METHODS: One hundred thirty volunteers from the waiting areas of 3 primary care clinics in the St. Paul, Minnesota, area were interviewed. Participants were shown 7 liquid dosing devices and were asked which they had in their homes and which they had ever used. The participants were tested and scored on their ability to measure liquid medicines and interpret dosing instructions accurately. The total performance score was determined, with a maximum obtainable score of 11.
RESULTS: A household teaspoon was the device most frequently used for measuring liquid medication. Women and participants with more education had higher total performance scores. Common errors included misinterpreting instructions, confusing teaspoons and tablespoons on a medicine cup, and misreading a dosage chart when weight and age were discordant.
CONCLUSIONS: Clinicians need to be aware that many people continue to use inaccurate devices for measuring liquid medication, such as household spoons. They should encourage the use of more accurate devices, particularly the oral dosing syringe. Clinicians should always consider the possibility of a medication dosing error when faced with an apparent treatment failure.
Nearly 25 years ago, the American Academy of Pediatrics (AAP) Committee on Drugs described the inaccuracies of administering liquid medication by household spoons.1 The Committee recommended that physicians advise their community pharmacies to stock appropriate liquid administration devices and insist on the use of such devices when prescribing liquid medications. The committee recommended the use of the oral dosing syringe, which was described as novel and innovative. Since then, a variety of liquid medication dosing devices have been developed and have become widely available, each of which ha sits advantages and disadvantages.2
Limited information is available about the current use of liquid medicine dosing devices in this country. In a 1975 study3 when the oral dosing syringe was still new, 75% of patients used a household teaspoon or kitchen measuring spoon when dosing liquid medication. In a 1989 study from Israel,4 80% of the children were given medications by a household teaspoon. The purpose of our study was to examine the following issues concerning the use of liquid medications: (1) which of the many liquid medication dosing devices are commonly owned and used by families; (2) the ability of potential patients to accurately measure liquids using 3 different dosing devices; (3) their ability to correctly interpret a variety of dosing instructions; and (4) their ability to correctly interpret a pediatric dosing chart.
Methods
Our study was approved by the institutional review board of Ramsey (now Regions) Hospital in St. Paul, Minnesota. In the summer of 1996, one of the investigators (F.S.M.) interviewed a convenience sample of people in the waiting areas of 3 clinics in the St. Paul, Minnesota, area: Ramsey Clinic Maplewood, a small private multispecialty clinic serving a predominately white middle-class suburban population; Ramsey Family Physicians, a residency clinic serving primarily a white lower-socioeconomic population; and West Side Clinic, a community clinic serving mostly Hmong and Hispanic patients. These clinics were chosen to obtain subjects with a variety of socioeconomic and ethnic backgrounds. The interview consisted of several parts. Participants were shown the following liquid dosing devices: cylindrical spoon, medicine cup, oral dosing syringe, oral dropper, andby dispenser. In addition, they were shown a household teaspoon and a measuring spoon ([Figure]). They were asked which of the dosing devices they had in their homes and which they had ever used for dispensing liquid medications. Demographic information was also obtained.

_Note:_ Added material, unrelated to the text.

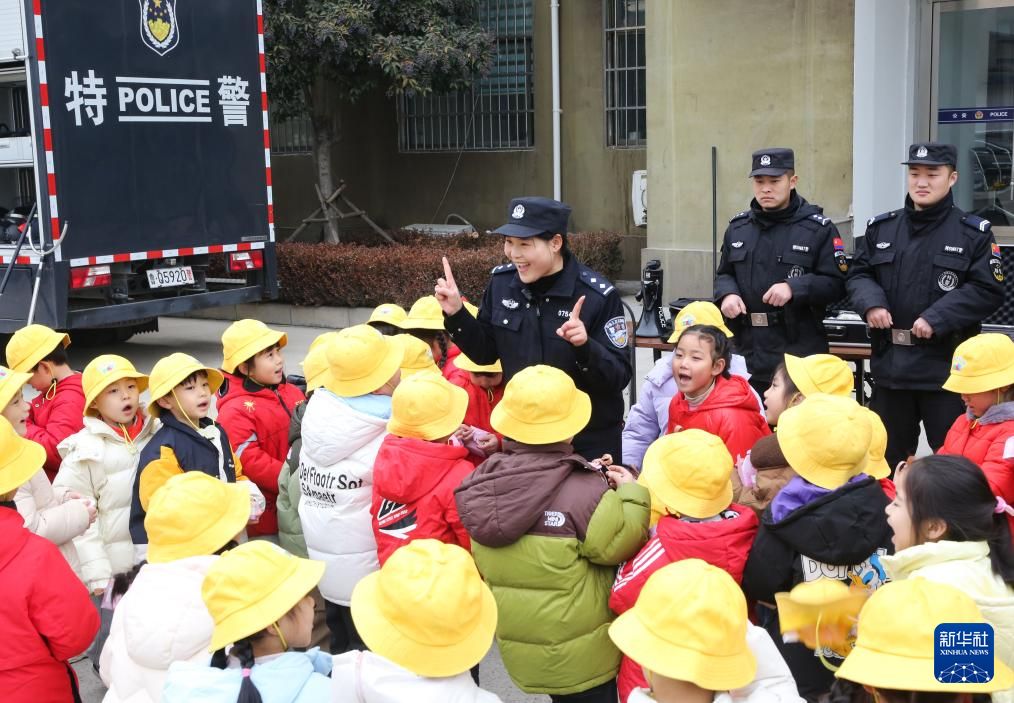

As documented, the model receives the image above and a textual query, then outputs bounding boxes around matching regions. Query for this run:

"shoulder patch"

The participants were also tested and scored on their ability to measure liquid medicines and interpret dosing instructions accurately. A total performance score was determined by adding the scores from the following activities, with a maximum obtainable score of 11. The investigator observed the subjects measuring 3 doses of medicine using a cylindrical spoon, medicine cup, and an oral dosing syringe and noted the accuracy of the measurement. The subjects received a score of 0 or 1 if the measurement was done incorrectly or correctly, respectively, for each of the 3 devices. Then the subjects were asked to indicate on a chart what times they would take medicine if it was prescribed every 6 hours, 4 times daily, and 3 times daily. The subjects received a score of 0, 1, or 2 for each of these 3 charts. The score of 0 was given if both the number of doses and the timing were incorrect, a 1 if either the number of doses or the timing was correct, and a 2 if both were correct. Finally, subjects were shown a pediatric dosing chart that had dosing listed by both age and weight and contained a note that dosing by weight is more accurate. Subjects were asked to indicate the correct dose for 2 children. In one example the child’s age and weight matched on the chart, and in the other the age and weight were discordant. A score of 1 was given for each correct reading of the dosing chart.